The exhibit includes a large panorama of Crawford taken about 1901 and a tripod Souther used in her work. Sandoz Center Program Coordinator Laure Sinn said she and Bruce McIntosh, Souther’s great-nephew and a Dawes County resident, created the exhibit.

The exhibit features a pair of Souther’s cross-country skis, an oil painting, her portrait, and photographs depicting ranching, hunting, trapping, cultural, and recreational activities in eastern Wyoming and western Nebraska.

Souther, born in 1864 in Ypsilanti, Michigan, was the daughter of Charles McIntosh and Martha Graham.

According to McIntosh, Souther and her two younger teenage brothers came to live with their aunt in Crawford after their parents died.

“Mabel had to get an apartment in town during the winter of 1888-89 so that she could regularly open the post office where she was the deputy postmaster,” McIntosh said.

Souther married Williams Souther in 1892, according to McIntosh. The couple raised four children: John “Barron,” Susan Page, Grace, and Mabel. Later, she was the chief clerk of the wholesale grocery house Barron & Souther. She died in Lincoln in 1962 and is buried in Crawford.
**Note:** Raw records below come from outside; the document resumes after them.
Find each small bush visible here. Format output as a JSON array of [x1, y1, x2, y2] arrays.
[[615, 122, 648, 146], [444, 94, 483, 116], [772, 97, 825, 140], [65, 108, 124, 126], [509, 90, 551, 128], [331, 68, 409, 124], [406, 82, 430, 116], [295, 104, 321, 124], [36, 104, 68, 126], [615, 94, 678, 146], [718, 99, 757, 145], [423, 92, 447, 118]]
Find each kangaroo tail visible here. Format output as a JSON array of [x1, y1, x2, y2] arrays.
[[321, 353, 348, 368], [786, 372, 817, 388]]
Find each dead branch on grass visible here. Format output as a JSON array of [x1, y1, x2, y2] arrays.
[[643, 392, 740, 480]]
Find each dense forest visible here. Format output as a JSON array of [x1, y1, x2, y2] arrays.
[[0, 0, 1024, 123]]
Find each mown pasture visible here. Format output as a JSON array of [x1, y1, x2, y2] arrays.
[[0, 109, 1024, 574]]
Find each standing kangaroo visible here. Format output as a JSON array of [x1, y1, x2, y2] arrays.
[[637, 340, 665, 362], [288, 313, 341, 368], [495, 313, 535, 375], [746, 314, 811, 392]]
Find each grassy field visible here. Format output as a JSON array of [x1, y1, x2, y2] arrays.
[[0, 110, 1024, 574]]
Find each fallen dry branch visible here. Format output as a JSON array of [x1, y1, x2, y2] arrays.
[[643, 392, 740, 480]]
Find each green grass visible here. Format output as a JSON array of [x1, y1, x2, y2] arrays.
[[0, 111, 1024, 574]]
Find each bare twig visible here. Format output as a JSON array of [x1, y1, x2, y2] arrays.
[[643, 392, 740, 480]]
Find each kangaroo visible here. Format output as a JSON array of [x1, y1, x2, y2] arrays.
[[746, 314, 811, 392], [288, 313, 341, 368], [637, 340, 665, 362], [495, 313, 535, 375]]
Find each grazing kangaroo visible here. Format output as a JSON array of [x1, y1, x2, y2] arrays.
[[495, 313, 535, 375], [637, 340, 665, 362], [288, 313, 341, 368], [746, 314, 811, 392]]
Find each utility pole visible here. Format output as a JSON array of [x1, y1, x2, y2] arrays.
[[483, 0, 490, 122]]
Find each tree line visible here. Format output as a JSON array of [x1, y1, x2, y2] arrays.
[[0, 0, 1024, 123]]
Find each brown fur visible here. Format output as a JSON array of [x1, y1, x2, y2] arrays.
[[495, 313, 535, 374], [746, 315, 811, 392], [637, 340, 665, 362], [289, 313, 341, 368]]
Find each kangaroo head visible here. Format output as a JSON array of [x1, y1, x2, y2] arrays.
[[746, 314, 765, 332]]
Souther was commissioned by Marshall Field, a prominent Chicago business owner, to provide photographic documentation of Williams’ and Marshall’s mutual investments including a large sheep ranch near Crawford and the Big Red Ranch near Ucross, Wyoming, where Williams was the foreman. He died in 1908 leaving Mabel with many business holdings and four children, according to McIntosh. 

In 1962, Souther’s daughter Mabel, donated 40 of her photographs to the Nebraska State Historical Society. Her camera and photographic equipment are preserved in the society’s museum.